While good businesses will always attract investment, Scilipoti says he thinks a lot of the SPACs coming to market today “will end in tears.”
He says SPACs have been around for a while, but have become overhyped during the pandemic, partly because there is a lot of stimulus money floating around the markets, looking for a place to go. “People have short memories,” he said.
The SPAC boom is primarily a U.S. phenomenon, but there are a handful of ex-SPACs on the Toronto Stock Exchange’s main index. One of them, Apollo Healthcare, raised $1 billion to much fanfare in 2015, and ended up deploying that money into three health-related acquisitions. The early returns were not good: from an initial stock price of $10 a share in 2017, Apollo was trading as low as 31 cents a share at one point last year.
The shares have since jumped to about $5 because of the frenzy over hand sanitizer, one of the products that Apollo makes, but Scilipoti says he thinks the shares “will probably fall 80 per cent again once the pandemic is over.”
A bubble ready to burst?
Roch-Decter says she worries about what happens to the stock frenzy once markets turn, which they seem to be doing. A Bloomberg index of SPACs has fallen by 10 per cent since the start of March, far more than the broader market.
She says the same generation that made a fortune by holding firm with GameStop may be in for a rude awakening if the SPAC appetite weakens. While some high-profile, successful businesses got their start via SPACs, “a lot of these businesses don’t have revenue and the valuations are ridiculous,” she said.

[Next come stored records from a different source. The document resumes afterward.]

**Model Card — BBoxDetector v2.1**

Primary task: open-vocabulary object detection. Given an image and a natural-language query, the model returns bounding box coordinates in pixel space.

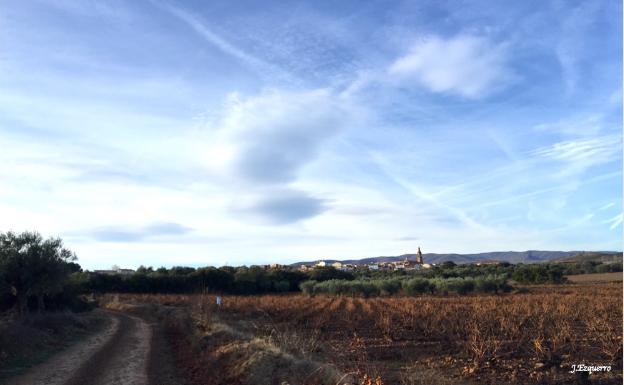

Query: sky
[0,0,623,269]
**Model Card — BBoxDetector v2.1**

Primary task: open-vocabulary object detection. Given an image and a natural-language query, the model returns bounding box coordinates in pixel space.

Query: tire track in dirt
[7,312,152,385]
[6,308,120,385]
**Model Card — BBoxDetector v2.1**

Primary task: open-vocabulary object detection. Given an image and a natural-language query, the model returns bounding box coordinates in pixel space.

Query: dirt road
[7,312,162,385]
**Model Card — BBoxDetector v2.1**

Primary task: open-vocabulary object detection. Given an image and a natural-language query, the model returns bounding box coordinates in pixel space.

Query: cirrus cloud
[388,35,510,98]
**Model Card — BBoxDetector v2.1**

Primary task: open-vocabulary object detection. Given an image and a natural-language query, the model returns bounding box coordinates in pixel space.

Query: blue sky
[0,0,622,268]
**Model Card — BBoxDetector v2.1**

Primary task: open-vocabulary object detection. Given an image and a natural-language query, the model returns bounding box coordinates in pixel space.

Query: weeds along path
[8,312,152,385]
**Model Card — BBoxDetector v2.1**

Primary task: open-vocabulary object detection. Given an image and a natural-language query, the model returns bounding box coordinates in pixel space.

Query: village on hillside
[299,247,434,272]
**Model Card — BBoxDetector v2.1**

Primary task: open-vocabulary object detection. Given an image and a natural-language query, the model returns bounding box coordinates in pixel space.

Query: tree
[0,231,76,314]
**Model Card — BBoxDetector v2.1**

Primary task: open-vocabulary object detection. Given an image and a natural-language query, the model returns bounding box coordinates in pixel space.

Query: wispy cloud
[153,0,294,81]
[388,35,511,98]
[531,135,622,175]
[87,222,193,242]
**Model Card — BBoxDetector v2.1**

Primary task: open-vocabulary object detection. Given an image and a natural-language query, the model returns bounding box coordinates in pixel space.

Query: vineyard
[113,284,622,384]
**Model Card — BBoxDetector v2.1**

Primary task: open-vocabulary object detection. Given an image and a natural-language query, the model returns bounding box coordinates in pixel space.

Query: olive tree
[0,231,76,314]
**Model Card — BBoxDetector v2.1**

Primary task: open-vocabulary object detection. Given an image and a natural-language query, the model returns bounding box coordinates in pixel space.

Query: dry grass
[109,284,622,384]
[566,271,624,283]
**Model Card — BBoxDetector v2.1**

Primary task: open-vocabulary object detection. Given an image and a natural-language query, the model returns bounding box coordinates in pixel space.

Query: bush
[403,278,435,295]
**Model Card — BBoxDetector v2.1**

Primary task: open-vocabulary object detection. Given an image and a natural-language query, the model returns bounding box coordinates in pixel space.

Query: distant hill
[291,250,622,266]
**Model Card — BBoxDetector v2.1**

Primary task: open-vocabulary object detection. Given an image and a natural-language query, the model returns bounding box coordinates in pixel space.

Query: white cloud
[203,89,354,224]
[388,35,510,98]
[204,90,351,185]
[532,135,622,175]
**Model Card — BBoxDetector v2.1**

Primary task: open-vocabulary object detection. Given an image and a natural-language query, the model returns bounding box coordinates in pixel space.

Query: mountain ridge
[290,250,622,266]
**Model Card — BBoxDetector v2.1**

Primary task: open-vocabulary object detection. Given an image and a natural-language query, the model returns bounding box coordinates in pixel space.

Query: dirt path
[7,312,152,385]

“Some will be successful like Draft Kings,” she said, citing the fantasy sports and gambling company that merged with a SPAC last year and has seen its value soar by more than 600 per cent since the pandemic began. “But there’s going to be a bunch of them that are just going to die.
“As long as everyone knows what game they’re playing, I’m fine with it, but I don’t think a lot of retail understands this.”
Scilipoti says the SPAC frenzy is being driven by the same forces pumping up many asset bubbles — and he’s seen first-hand just how intense the market frenzy has become.
“My 62-year-old physiotherapist is asking me what’s happening in bitcoin and what’s happening in GameStop, or if I’ve heard of some of these other … startup penny stocks,” he said.
“These are not things that happen at the bottom, [so] I know we are near the end.”